Après avoir fait cette déclaration, l'ancien maire de San Cristóbal (Táchira) a appelé les Vénézuéliens à éviter de tomber dans des tromperies ou des fantasmes sur les solutions aux problèmes vénézuéliens.
« J'appelle les Vénézuéliens à être réalistes et à ne pas acheter à nouveau ces fantasmes qui confient également la solution de nos problèmes à des tiers », a déclaré Ceballos en quittant la salle électorale.
Il y a des incohérences
Claudio Fermín s'est également rendu hier au plus haut tribunal du pays pour comparaître devant la Chambre électorale. Lors de ses déclarations aux médias, il a déclaré avoir observé une incohérence chez les dirigeants qui affirment avoir le procès-verbal des élections présidentielles mais pas les instructions lorsqu'elles sont requises. Cela fait référence à ce qu'ont déclaré mercredi Manuel Rosales et Simón Calzadilla, candidats d'Edmundo González Urrutia, qui n'ont pas enregistré de procès-verbal dans la salle électorale, arguant qu'ils étaient déjà publiés sur un site Internet.

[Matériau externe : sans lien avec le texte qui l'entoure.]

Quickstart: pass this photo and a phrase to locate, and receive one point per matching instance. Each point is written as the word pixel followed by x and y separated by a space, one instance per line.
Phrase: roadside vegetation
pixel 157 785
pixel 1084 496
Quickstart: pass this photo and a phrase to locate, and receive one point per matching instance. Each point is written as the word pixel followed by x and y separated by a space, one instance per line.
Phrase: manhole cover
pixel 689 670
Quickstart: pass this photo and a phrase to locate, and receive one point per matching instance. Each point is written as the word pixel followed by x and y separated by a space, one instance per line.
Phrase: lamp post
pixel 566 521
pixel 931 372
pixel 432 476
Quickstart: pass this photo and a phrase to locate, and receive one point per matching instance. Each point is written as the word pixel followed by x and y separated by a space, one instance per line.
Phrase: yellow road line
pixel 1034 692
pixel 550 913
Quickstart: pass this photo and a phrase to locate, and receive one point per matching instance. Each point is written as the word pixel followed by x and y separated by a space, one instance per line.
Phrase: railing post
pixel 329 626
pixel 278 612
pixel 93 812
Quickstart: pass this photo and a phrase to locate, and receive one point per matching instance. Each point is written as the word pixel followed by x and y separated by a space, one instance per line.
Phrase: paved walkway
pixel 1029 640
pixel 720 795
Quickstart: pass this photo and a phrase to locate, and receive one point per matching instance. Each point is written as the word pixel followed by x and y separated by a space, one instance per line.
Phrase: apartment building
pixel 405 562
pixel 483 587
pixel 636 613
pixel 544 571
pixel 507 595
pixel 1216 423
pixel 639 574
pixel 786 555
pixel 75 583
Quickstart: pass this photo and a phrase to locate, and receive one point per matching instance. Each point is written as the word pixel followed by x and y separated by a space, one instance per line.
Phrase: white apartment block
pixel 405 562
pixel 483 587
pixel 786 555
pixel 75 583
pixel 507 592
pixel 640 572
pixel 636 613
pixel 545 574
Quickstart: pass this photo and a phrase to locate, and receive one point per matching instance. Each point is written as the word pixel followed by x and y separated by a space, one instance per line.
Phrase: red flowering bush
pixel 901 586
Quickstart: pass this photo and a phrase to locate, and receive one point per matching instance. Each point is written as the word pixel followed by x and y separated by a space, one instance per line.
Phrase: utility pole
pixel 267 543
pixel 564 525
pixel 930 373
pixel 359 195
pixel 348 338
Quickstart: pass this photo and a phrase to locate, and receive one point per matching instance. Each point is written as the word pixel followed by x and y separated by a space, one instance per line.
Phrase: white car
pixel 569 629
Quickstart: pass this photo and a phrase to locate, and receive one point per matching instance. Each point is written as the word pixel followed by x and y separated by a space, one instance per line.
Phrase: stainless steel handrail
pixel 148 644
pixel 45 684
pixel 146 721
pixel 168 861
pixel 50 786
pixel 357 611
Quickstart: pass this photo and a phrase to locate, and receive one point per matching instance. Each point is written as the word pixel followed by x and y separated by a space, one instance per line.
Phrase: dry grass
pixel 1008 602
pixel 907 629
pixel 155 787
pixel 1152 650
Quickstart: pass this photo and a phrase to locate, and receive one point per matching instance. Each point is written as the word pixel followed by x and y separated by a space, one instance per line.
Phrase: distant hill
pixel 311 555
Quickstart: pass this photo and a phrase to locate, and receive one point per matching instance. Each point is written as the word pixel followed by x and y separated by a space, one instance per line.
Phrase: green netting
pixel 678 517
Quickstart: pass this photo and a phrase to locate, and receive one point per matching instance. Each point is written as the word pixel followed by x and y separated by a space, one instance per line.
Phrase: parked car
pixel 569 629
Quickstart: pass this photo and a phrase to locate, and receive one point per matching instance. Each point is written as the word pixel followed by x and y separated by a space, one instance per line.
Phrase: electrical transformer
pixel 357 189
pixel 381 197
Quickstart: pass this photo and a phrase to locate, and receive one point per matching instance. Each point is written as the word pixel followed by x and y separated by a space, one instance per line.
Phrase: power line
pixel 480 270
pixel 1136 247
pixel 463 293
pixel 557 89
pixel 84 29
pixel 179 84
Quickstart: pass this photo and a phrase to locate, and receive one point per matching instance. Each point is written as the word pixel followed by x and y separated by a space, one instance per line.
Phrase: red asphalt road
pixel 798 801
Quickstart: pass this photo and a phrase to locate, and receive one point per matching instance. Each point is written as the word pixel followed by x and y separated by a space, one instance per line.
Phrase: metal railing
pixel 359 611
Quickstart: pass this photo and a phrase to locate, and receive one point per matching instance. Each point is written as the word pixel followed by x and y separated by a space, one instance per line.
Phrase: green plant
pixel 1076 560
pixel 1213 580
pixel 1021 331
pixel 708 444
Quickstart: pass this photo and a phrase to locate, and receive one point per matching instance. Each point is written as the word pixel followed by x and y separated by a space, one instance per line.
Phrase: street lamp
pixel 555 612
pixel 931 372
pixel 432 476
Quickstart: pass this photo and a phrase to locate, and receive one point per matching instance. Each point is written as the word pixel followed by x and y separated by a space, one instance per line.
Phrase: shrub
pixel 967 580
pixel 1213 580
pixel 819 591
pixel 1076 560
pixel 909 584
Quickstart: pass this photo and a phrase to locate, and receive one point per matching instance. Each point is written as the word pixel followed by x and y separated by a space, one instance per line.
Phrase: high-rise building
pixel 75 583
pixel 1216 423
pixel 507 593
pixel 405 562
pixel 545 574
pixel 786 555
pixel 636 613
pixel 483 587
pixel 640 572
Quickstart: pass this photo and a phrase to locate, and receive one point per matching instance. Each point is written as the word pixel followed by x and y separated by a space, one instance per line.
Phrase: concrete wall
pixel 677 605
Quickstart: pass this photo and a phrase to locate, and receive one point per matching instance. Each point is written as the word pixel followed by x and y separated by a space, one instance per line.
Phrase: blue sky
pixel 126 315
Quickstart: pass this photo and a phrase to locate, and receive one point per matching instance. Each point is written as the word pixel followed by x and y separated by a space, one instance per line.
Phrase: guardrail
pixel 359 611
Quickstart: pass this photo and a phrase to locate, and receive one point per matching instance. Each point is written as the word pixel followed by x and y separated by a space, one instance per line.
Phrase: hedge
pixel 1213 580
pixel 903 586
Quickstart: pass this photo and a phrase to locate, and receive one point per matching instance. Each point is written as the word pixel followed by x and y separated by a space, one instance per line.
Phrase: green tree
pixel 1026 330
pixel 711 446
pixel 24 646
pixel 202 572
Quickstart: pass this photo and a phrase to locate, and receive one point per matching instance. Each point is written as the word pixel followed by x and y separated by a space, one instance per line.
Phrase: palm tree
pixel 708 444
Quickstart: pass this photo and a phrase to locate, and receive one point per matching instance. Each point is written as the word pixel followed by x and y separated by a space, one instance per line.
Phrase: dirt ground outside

« Il n'est pas compréhensible que ceux qui prétendent avoir des procès-verbaux ne les enregistrent pas… l'instance pour résoudre cette affaire est la Chambre électorale du TSJ, l'instance pour résoudre cette affaire ne sont pas les réseaux, ce n'est pas un tribunal virtuel du web pages », a déclaré l’ancien candidat.
Dans l'après-midi, Antonio Ecarri a également comparu devant le TSJ, qui a également déposé un recours devant la Chambre Constitutionnelle pour que cette instance révise les actions menées par la Chambre Electorale.